Or maybe it's best to think of Vanishing America as a book of Sunday photographs, since Sunday is the loneliest day of the week. Like in the Kris Kristofferson song "Sunday Morning Coming Down," I imagine Eastman surveying an empty Main Street while the new-fangled box-store churches on the outskirts of town are full of repenters. The murals he documents are not the kind Thomas Hart Benton erected to promote the vigorousness of Populist America.

I don't agree with everything Brinkley writes ("You're better off building a fire by the side of the road than trying to reclaim one of these hard-luck properties"; "Michael Eastman still needs to photograph your footprints"), but his essay is thought-provoking and ties the photos together in a way the photographs don't do themselves.

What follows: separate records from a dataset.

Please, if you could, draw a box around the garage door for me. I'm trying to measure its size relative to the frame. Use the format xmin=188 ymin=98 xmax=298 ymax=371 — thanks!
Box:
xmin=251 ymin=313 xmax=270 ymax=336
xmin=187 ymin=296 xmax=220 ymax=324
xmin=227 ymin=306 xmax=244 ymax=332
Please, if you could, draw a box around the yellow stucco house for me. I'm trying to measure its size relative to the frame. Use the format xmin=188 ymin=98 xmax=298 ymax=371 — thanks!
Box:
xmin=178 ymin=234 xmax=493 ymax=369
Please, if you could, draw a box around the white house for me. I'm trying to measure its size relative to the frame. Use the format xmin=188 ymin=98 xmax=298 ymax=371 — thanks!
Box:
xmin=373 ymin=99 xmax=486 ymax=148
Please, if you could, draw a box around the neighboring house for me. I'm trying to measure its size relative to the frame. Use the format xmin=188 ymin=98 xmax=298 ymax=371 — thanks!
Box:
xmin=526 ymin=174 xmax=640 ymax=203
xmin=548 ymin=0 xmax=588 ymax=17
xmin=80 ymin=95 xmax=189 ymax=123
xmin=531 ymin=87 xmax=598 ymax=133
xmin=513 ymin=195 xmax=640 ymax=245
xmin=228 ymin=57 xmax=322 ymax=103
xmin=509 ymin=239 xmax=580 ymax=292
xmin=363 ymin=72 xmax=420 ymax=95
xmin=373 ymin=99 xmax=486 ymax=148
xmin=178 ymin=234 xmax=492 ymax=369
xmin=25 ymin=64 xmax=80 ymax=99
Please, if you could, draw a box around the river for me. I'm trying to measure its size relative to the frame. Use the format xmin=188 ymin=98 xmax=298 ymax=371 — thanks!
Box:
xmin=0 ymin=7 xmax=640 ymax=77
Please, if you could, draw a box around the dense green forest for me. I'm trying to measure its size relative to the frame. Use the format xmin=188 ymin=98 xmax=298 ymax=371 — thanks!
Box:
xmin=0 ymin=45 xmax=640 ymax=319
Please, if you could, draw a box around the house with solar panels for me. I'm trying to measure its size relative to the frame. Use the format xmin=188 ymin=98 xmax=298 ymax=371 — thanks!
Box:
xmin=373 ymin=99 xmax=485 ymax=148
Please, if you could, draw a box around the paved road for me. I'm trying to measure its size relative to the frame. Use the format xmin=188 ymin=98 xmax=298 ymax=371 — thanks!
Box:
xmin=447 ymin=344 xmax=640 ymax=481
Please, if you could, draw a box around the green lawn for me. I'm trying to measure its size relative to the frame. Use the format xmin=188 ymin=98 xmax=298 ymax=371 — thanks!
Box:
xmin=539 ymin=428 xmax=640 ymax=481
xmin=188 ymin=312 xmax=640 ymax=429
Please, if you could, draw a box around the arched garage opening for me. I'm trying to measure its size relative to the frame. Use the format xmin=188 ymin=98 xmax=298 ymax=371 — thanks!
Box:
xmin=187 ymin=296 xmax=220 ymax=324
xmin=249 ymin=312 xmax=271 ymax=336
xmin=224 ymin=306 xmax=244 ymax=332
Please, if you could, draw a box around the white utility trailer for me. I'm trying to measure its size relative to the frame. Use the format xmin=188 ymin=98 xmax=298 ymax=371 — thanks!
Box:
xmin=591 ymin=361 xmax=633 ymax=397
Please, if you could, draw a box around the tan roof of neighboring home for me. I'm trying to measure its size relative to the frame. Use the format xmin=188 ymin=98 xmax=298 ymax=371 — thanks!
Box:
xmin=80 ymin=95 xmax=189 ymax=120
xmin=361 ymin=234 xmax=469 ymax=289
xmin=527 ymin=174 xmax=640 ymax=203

I will use Brinkley's voice to make a final critique of Eastman. Brinkley writes "There are no Tennessee waltzes or Texas two-steps vibrating out of these juke joints, no 'Happy Trails' to close out the day at the music hall." I disagree. There's a photo of the interior of the Broken Spoke, a honky tonk music venue in Austin Texas (p44) across from a photo of an unnamed "Dance Hall" (also in Austin, Texas). The Broken Spoke is indeed still very active and heralded venue, and the photo of the "Dance Hall" looks like a nicely upkept place as well. Austin, Texas loves Americana and to say these photos are part of a Vanishing America is simplistic. People are still living this every day (in this case, probably every weekend). The aesthetic might be different than "the norm" (of non-Austin locales), but that doesn't make it Vanished. In fact, these photos indicate that this culture is CURRENT. These photos, and several others, show that along with the REAL photos supporting Eastman's hypothesis, there are photos supporting Eastman's own aesthetic experience of buildings and status quo. Overall, not only is Vanishing America a nostalgic experience, it's a nostalgic experience of Eastman's own thoughts and assumptions, many of which are stereotypical and simplistic.